Le conté cómo me servían esas horas de tren hace años para encontrarme - el tránsito diario, que acabó agotándome, también fue lo que me ayudó a entender quién era, en dónde estaba. Tantos meses yendo y viniendo que me dejé un pedazo del cuerpo ahí... y al llegar al pueblo descubrí que ahí estaba, esperándome. Recorrimos las calles que había visto tantas veces, vimos los bares aquellos, la orilla de aquel mar. Pedimos un café en una terraza llena de modernos, con sus hijos modernitos. Y nos quedamos nosotros también, moderneando. Vimos la película con cientos de personas que también la habían visto en casa, en un video. Nos horrorizamos un poco con las escenas que recordábamos y otro tanto con las que no.

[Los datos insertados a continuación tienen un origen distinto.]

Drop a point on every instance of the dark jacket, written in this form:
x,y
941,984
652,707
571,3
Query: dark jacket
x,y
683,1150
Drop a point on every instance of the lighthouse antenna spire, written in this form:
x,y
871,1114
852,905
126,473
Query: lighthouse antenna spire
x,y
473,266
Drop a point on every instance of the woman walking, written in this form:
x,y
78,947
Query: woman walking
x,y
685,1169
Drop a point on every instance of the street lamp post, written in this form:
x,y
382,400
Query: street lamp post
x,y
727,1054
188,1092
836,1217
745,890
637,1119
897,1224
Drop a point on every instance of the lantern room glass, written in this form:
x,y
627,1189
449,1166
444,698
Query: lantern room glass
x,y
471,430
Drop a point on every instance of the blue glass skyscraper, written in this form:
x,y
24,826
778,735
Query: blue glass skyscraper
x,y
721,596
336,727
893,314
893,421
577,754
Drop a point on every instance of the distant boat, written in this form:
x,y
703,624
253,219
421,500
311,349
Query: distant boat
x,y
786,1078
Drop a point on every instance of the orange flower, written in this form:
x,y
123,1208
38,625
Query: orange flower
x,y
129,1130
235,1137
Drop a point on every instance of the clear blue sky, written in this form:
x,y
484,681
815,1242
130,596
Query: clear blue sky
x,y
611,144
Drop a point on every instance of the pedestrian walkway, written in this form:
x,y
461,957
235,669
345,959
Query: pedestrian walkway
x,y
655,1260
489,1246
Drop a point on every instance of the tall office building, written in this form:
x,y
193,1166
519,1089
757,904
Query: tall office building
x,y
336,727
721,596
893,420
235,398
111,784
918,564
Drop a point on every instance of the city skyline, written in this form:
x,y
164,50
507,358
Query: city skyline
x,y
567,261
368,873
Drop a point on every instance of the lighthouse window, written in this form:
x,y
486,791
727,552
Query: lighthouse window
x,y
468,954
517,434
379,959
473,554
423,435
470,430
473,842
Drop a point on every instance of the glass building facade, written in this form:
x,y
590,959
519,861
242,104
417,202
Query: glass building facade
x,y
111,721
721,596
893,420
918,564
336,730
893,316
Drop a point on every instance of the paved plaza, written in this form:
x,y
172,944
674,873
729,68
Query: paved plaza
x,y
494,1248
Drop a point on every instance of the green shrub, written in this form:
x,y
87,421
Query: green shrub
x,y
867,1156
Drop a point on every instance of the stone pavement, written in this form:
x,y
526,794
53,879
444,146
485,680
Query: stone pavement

Salimos después al pueblo y seguía siendo aquel sitio donde estuve - aunque hubiese cambiado en la forma, permanecía el fondo. Después de dos bares de tapas y una larga plática con mi gran amigo local, regresamos. Y otra vez, mientras mirábamos el mar, no podíamos dejar de hablar - de arreglar, futurear, esperar. Fuimos y volvimos de sol, del verano que se resiste a irse, del futuro que nos mira, aburrido, mientras nosotros decidimos cuándo entrar a él.
(Esta crónica es para la Cómplice, que le gusta ser cronicada. Y para el futuro, que necesita alguien que lo cuente, y hoy me parece un poco más cercano de lo que parecía esta mañana.)